Skolyozun önden arkaya doğru bakıldığında asimetrik durum ile eğriliğin aile ve kişi tarafından fark edilebildiğini belirten Emsey Hospital ileri Omurga Cerrahi Ünitesi Başkanı Ortopedi ve Travmatoloji Uzmanı Prof. Dr. Mehmet Aydoğan, skolyozun oluşma sebeplerinin farklı nedenlere dayandığının altını çizdi. Prof. Dr. Aydoğan, “Çocuk sahibi olmak isteyen kadınlarda hamilelik sürecinde bu eğrilik yılda 2 dereceye kadar çıkabiliyor. Bu durumda 13 yaşında 40 derece eğikliğe sahip bir çocuk 50 yaşına geldiğinde 90 derece skolyoza sahip bir kişi oluyor” dedi.
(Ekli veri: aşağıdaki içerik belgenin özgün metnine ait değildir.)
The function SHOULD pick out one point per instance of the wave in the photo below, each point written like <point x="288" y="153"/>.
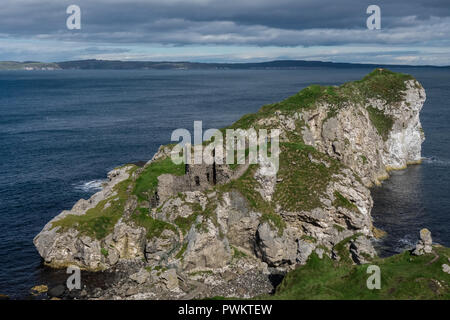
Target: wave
<point x="436" y="161"/>
<point x="407" y="242"/>
<point x="90" y="186"/>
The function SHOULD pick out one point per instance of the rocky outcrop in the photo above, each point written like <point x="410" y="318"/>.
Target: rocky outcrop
<point x="424" y="245"/>
<point x="168" y="224"/>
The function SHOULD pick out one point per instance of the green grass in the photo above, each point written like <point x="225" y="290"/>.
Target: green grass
<point x="104" y="252"/>
<point x="147" y="182"/>
<point x="303" y="182"/>
<point x="275" y="221"/>
<point x="403" y="276"/>
<point x="182" y="251"/>
<point x="237" y="254"/>
<point x="99" y="221"/>
<point x="343" y="202"/>
<point x="154" y="227"/>
<point x="382" y="84"/>
<point x="382" y="122"/>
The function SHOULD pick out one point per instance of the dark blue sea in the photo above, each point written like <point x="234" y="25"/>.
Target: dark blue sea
<point x="62" y="131"/>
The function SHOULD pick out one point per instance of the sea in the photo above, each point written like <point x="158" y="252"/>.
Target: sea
<point x="62" y="131"/>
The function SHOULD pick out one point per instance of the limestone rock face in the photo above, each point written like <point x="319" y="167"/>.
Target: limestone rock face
<point x="424" y="245"/>
<point x="276" y="249"/>
<point x="361" y="250"/>
<point x="60" y="249"/>
<point x="205" y="249"/>
<point x="351" y="137"/>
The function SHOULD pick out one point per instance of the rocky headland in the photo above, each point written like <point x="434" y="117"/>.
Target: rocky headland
<point x="166" y="231"/>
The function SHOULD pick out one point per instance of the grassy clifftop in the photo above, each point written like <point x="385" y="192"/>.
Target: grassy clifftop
<point x="403" y="276"/>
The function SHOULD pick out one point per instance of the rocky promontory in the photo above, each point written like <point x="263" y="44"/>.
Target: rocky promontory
<point x="186" y="231"/>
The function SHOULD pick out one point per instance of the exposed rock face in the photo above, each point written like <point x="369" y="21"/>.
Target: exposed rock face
<point x="351" y="137"/>
<point x="212" y="219"/>
<point x="424" y="245"/>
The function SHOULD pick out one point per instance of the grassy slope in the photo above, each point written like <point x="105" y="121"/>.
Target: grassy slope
<point x="403" y="276"/>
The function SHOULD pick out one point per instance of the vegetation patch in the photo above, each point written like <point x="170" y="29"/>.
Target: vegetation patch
<point x="343" y="202"/>
<point x="382" y="122"/>
<point x="403" y="276"/>
<point x="104" y="252"/>
<point x="303" y="182"/>
<point x="182" y="251"/>
<point x="153" y="226"/>
<point x="99" y="221"/>
<point x="147" y="182"/>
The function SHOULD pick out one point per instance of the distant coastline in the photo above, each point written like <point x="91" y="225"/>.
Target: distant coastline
<point x="168" y="65"/>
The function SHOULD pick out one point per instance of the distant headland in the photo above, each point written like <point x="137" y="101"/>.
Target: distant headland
<point x="93" y="64"/>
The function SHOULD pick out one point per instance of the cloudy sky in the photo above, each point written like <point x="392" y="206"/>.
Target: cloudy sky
<point x="412" y="31"/>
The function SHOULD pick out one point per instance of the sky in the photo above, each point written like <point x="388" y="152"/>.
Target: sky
<point x="412" y="31"/>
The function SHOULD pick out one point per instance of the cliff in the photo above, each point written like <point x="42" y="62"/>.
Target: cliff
<point x="175" y="228"/>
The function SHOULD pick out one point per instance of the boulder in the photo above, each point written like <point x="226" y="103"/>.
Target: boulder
<point x="273" y="248"/>
<point x="304" y="250"/>
<point x="170" y="279"/>
<point x="361" y="250"/>
<point x="141" y="276"/>
<point x="424" y="245"/>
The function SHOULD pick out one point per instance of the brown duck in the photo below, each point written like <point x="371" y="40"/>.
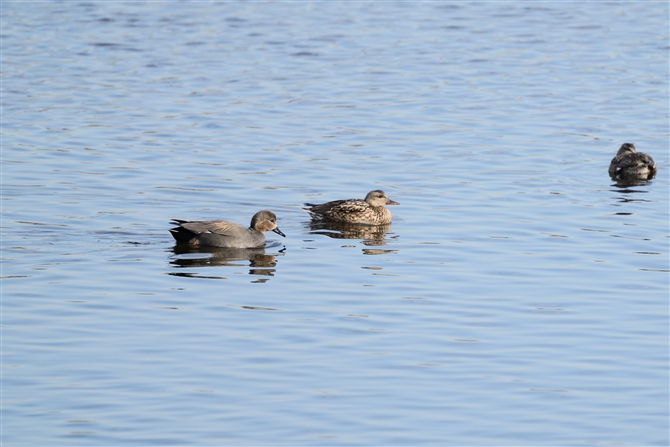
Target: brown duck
<point x="631" y="163"/>
<point x="221" y="233"/>
<point x="370" y="211"/>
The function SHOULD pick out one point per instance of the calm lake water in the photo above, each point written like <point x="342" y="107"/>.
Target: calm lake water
<point x="520" y="296"/>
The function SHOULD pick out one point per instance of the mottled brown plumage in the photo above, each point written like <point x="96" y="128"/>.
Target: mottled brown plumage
<point x="630" y="163"/>
<point x="370" y="211"/>
<point x="221" y="233"/>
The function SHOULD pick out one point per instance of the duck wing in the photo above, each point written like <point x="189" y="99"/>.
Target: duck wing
<point x="221" y="227"/>
<point x="626" y="162"/>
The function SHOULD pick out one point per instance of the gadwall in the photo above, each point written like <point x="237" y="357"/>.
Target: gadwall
<point x="221" y="233"/>
<point x="631" y="163"/>
<point x="370" y="211"/>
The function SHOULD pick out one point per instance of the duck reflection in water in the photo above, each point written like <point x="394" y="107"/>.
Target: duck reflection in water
<point x="372" y="235"/>
<point x="260" y="262"/>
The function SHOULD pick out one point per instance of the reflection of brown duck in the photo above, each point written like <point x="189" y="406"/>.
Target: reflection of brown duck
<point x="370" y="211"/>
<point x="201" y="256"/>
<point x="629" y="163"/>
<point x="373" y="234"/>
<point x="221" y="233"/>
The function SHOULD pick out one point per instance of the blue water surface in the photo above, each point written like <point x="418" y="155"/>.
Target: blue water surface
<point x="520" y="296"/>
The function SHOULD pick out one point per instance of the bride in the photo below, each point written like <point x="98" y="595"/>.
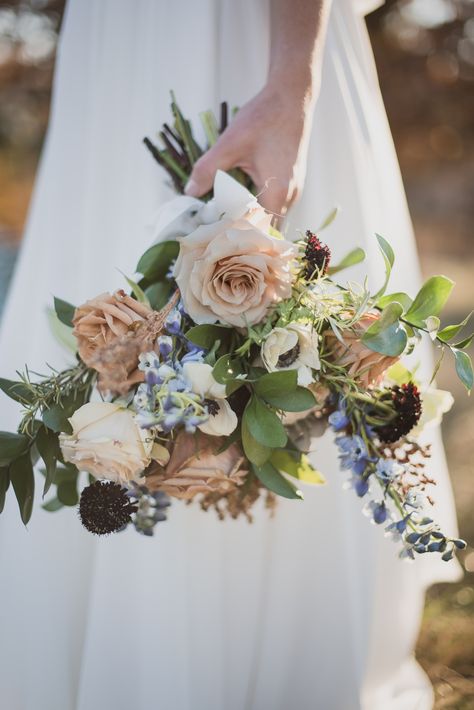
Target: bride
<point x="310" y="609"/>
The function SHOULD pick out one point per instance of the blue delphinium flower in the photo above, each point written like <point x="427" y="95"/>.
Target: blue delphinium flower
<point x="353" y="453"/>
<point x="387" y="469"/>
<point x="338" y="420"/>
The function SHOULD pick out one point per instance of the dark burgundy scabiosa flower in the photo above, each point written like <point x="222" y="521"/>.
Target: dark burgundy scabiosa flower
<point x="317" y="256"/>
<point x="105" y="507"/>
<point x="406" y="401"/>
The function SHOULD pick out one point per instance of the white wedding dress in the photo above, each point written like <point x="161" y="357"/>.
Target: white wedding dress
<point x="310" y="610"/>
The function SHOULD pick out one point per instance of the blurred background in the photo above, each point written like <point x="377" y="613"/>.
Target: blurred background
<point x="424" y="51"/>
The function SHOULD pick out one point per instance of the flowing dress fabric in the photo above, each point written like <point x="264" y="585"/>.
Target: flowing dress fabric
<point x="310" y="609"/>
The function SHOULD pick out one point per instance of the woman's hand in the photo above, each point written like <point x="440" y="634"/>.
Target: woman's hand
<point x="268" y="140"/>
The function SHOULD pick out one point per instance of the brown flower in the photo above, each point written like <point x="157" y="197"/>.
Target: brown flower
<point x="365" y="365"/>
<point x="104" y="319"/>
<point x="196" y="467"/>
<point x="111" y="332"/>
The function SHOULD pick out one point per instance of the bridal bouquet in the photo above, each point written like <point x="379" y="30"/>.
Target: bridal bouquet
<point x="211" y="380"/>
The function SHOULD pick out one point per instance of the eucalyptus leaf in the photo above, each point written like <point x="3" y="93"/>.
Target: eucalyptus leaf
<point x="430" y="300"/>
<point x="299" y="400"/>
<point x="205" y="336"/>
<point x="389" y="259"/>
<point x="64" y="310"/>
<point x="387" y="336"/>
<point x="47" y="444"/>
<point x="399" y="297"/>
<point x="156" y="261"/>
<point x="264" y="424"/>
<point x="354" y="257"/>
<point x="53" y="505"/>
<point x="450" y="331"/>
<point x="274" y="481"/>
<point x="23" y="482"/>
<point x="273" y="384"/>
<point x="464" y="368"/>
<point x="296" y="464"/>
<point x="158" y="294"/>
<point x="255" y="452"/>
<point x="17" y="391"/>
<point x="4" y="484"/>
<point x="67" y="493"/>
<point x="12" y="446"/>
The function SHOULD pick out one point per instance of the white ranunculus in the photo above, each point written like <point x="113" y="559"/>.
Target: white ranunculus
<point x="300" y="338"/>
<point x="200" y="377"/>
<point x="183" y="215"/>
<point x="107" y="443"/>
<point x="434" y="403"/>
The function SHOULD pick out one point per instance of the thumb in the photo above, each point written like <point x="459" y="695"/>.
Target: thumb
<point x="219" y="157"/>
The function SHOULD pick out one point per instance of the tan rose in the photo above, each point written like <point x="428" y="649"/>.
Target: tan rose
<point x="232" y="270"/>
<point x="367" y="366"/>
<point x="107" y="443"/>
<point x="195" y="467"/>
<point x="103" y="319"/>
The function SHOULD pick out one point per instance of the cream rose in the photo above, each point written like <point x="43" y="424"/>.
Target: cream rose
<point x="107" y="443"/>
<point x="232" y="271"/>
<point x="295" y="347"/>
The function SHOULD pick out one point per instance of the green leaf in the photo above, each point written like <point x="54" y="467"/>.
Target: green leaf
<point x="354" y="257"/>
<point x="450" y="331"/>
<point x="137" y="290"/>
<point x="398" y="297"/>
<point x="156" y="261"/>
<point x="299" y="400"/>
<point x="47" y="444"/>
<point x="23" y="482"/>
<point x="4" y="484"/>
<point x="12" y="446"/>
<point x="255" y="452"/>
<point x="389" y="258"/>
<point x="17" y="391"/>
<point x="329" y="219"/>
<point x="158" y="294"/>
<point x="464" y="368"/>
<point x="296" y="465"/>
<point x="64" y="310"/>
<point x="206" y="335"/>
<point x="226" y="369"/>
<point x="430" y="300"/>
<point x="274" y="481"/>
<point x="67" y="493"/>
<point x="264" y="424"/>
<point x="387" y="335"/>
<point x="53" y="505"/>
<point x="273" y="384"/>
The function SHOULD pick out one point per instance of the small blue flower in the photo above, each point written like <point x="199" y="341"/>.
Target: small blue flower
<point x="387" y="469"/>
<point x="354" y="455"/>
<point x="338" y="420"/>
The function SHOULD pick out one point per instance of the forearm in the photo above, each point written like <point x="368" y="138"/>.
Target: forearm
<point x="298" y="33"/>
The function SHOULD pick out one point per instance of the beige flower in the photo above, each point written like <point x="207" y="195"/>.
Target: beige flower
<point x="295" y="347"/>
<point x="107" y="443"/>
<point x="103" y="319"/>
<point x="232" y="270"/>
<point x="196" y="467"/>
<point x="367" y="366"/>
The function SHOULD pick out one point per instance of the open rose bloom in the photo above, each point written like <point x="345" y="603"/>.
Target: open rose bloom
<point x="212" y="380"/>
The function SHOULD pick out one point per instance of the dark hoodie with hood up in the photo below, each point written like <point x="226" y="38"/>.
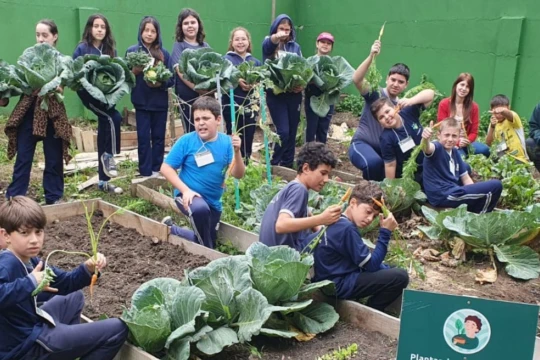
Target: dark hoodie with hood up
<point x="143" y="96"/>
<point x="269" y="48"/>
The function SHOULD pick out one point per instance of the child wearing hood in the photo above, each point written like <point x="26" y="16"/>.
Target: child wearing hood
<point x="151" y="101"/>
<point x="284" y="108"/>
<point x="240" y="51"/>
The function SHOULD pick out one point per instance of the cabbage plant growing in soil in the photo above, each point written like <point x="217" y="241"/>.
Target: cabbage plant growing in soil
<point x="229" y="301"/>
<point x="500" y="233"/>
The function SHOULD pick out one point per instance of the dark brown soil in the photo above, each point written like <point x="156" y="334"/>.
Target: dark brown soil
<point x="132" y="260"/>
<point x="371" y="346"/>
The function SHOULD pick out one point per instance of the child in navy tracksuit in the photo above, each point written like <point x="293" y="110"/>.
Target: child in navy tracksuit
<point x="54" y="330"/>
<point x="151" y="101"/>
<point x="343" y="258"/>
<point x="23" y="137"/>
<point x="239" y="52"/>
<point x="189" y="35"/>
<point x="446" y="181"/>
<point x="97" y="39"/>
<point x="402" y="131"/>
<point x="316" y="126"/>
<point x="284" y="108"/>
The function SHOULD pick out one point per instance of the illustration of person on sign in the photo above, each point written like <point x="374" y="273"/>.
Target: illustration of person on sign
<point x="466" y="337"/>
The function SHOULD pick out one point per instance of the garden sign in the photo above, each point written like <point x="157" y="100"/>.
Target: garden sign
<point x="448" y="327"/>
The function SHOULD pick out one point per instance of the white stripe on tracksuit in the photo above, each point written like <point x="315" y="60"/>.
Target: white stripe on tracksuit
<point x="111" y="122"/>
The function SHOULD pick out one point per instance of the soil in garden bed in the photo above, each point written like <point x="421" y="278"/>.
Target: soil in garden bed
<point x="132" y="260"/>
<point x="371" y="346"/>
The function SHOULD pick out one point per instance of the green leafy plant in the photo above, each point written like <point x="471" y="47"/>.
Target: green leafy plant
<point x="331" y="74"/>
<point x="351" y="103"/>
<point x="106" y="79"/>
<point x="158" y="73"/>
<point x="227" y="302"/>
<point x="138" y="59"/>
<point x="200" y="67"/>
<point x="288" y="72"/>
<point x="252" y="74"/>
<point x="42" y="67"/>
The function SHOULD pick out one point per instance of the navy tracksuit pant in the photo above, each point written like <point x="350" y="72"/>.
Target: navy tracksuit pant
<point x="317" y="127"/>
<point x="69" y="339"/>
<point x="151" y="127"/>
<point x="480" y="197"/>
<point x="204" y="221"/>
<point x="285" y="112"/>
<point x="53" y="175"/>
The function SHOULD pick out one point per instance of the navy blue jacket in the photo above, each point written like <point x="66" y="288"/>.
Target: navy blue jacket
<point x="239" y="94"/>
<point x="143" y="96"/>
<point x="86" y="49"/>
<point x="269" y="48"/>
<point x="20" y="325"/>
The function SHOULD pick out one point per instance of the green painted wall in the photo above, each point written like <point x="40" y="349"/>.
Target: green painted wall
<point x="496" y="41"/>
<point x="219" y="17"/>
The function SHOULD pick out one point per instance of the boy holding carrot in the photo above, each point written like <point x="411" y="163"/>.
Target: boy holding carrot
<point x="204" y="158"/>
<point x="52" y="331"/>
<point x="446" y="181"/>
<point x="506" y="128"/>
<point x="286" y="219"/>
<point x="343" y="258"/>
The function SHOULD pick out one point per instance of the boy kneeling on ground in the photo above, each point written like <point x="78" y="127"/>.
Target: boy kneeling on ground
<point x="203" y="157"/>
<point x="52" y="331"/>
<point x="446" y="181"/>
<point x="286" y="220"/>
<point x="342" y="256"/>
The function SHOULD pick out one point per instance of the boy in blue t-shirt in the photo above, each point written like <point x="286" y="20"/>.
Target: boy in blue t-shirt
<point x="402" y="130"/>
<point x="286" y="218"/>
<point x="446" y="181"/>
<point x="342" y="256"/>
<point x="203" y="158"/>
<point x="53" y="330"/>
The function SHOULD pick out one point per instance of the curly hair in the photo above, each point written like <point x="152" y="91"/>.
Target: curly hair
<point x="315" y="154"/>
<point x="21" y="212"/>
<point x="181" y="17"/>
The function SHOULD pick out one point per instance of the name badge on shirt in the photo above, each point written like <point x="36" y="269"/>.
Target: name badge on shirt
<point x="204" y="158"/>
<point x="406" y="144"/>
<point x="45" y="316"/>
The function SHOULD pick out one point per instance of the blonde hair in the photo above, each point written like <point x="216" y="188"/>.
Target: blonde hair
<point x="248" y="35"/>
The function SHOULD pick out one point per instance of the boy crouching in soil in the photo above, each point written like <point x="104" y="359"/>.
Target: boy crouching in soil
<point x="342" y="256"/>
<point x="52" y="331"/>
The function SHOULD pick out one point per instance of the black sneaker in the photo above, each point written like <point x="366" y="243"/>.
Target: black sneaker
<point x="109" y="165"/>
<point x="110" y="188"/>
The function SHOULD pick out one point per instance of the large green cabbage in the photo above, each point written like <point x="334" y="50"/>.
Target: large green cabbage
<point x="106" y="79"/>
<point x="200" y="67"/>
<point x="289" y="71"/>
<point x="331" y="74"/>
Prof. Dr. Aydoğan, “Anne karnından itibaren, kas hastalığı veya sinirsel hastalıklar gibi faktörler tüm skolyoz vakalarının yüzde 15’ni kapsamaktadır. Skolyozun yüzde 85’nin ise sebebi bilinmemektedir. Başlama yaşları göz önünde tutulduğunda 10 yaşından önce başlayana ‘erken’, 10 yaşından sonra başlayanlara ise ‘geç’ skolyoz adını veriyoruz. En sık görülen şekli ergenlik döneminde görülen sebebi bilinmeyen skolyozdur. Kız çocukları için 9-11 yaş, erkek çocukları içinse 12-14 yaş arasında görülmektedir” diye konuştu.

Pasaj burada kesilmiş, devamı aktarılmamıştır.